LA DISCIPLINA, ART. 39. Ad ogni seminarista viene assegnato un posto in Cappella, in scuola, in studio, in refettorio, in dormitorio, nelle file; il posto può essere mutato dai Superiori per promuovere la mutua carità. ART. 41. Si darà massima importanza al silenzio nei luoghi e nei tempi prescritti, perché il silenzio è un grande aiuto al raccoglimento, un esercizio salutare di mortificazione e di dominio di sé, oltre ad essere quanto mai atto a conservare la pace e la pietà, a favorire il progresso negli studi ed a schivare molte occasioni di turbamento. Il silenzio è prescritto nelle scuole, nello studio, in dormitorio, in refettorio… e sempre quando si procede ordinati i fila, per le scale e nei corridoi, nell’entrare ed uscire collettivamente. Art. 42. È sempre proibito schiamazzare, zufolare, cantare canzoni profane, parlare in dialetto: in ogni occasione si usi la lingua italiana. Il seminarista tenga sempre un contegno dignitoso, cortese ed ilare.

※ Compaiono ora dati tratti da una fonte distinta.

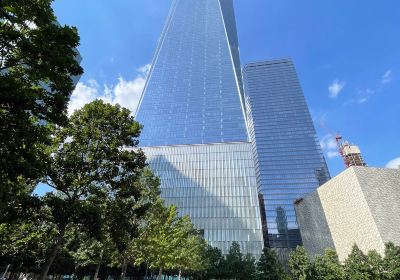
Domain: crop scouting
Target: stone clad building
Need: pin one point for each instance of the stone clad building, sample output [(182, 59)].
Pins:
[(359, 206)]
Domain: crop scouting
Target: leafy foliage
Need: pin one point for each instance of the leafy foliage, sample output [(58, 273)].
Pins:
[(327, 267), (38, 60), (268, 266), (300, 264)]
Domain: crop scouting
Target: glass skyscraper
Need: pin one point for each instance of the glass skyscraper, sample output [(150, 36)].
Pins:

DOVERI VERSO I SUPERIORI, Art. 47. I seminaristi riguardino tutti i Superiori come rappresentanti di Dio e come grandi benefattori, che provvedono con premurose sollecitudini e sacrifici al loro bene…: si astengano dal giudicarli, e molto più dal criticarli. Art. 52. Accetteranno con umiltà le osservazioni, i rimproveri, i dinieghi dei Superiori, ben persuasi che essi non hanno di mira altro che il loro maggior bene. Art. 53. La corrispondenza, tanto in arrivo che in partenza, deve essere veduta dal Rettore o dal Vicerettore: perciò gli alunni riceveranno e consegneranno le lettere aperte. Art. 54. Spedire lettere o riceverne senza che passino per le mani del Rettore o Vicerettore, è considerato mancanza grave.

DOVERI VERSO SE STESSI. Art. 56. Ogni seminarista rispetterà se stesso come immagine di Dio e tempio vivo dello Spirito Santo, osservando la più grande modestia in compagnia degli altri e da solo, in Seminario e fuori.

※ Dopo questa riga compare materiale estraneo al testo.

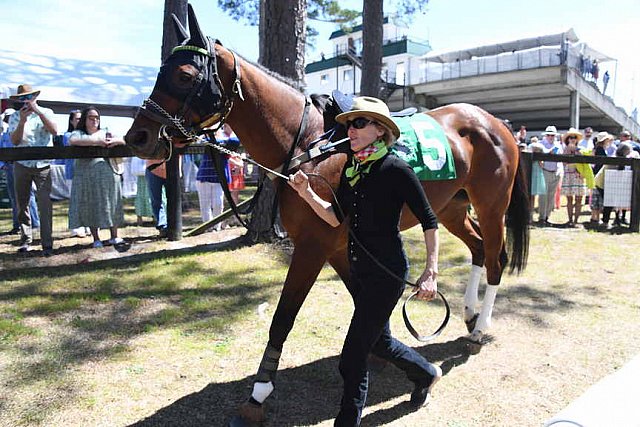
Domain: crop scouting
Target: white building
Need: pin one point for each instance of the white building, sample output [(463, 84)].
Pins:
[(341, 70)]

DOVERI VERSO I COMPAGNI, art. 63. Sono assolutamente da proscriversi le parole equivoche o poco corrette, le ingiurie, gli alterchi, gli scherzi inurbani, i motteggi, ed ogni altro atto che possa recare offesa a un compagno.

DOVERI VERSO GLI ESTRANEI, art. 70. Le visite ai seminaristi saranno permesse d’ordinario una volta la settimana… [a dire il vero una domenica al mese era riservata al ritiro spirituale, quindi niente visita parenti, ndr.]. Art. 72. In parlatorio i seminaristi si tratterranno soltanto con le persone per cui furono chiamati.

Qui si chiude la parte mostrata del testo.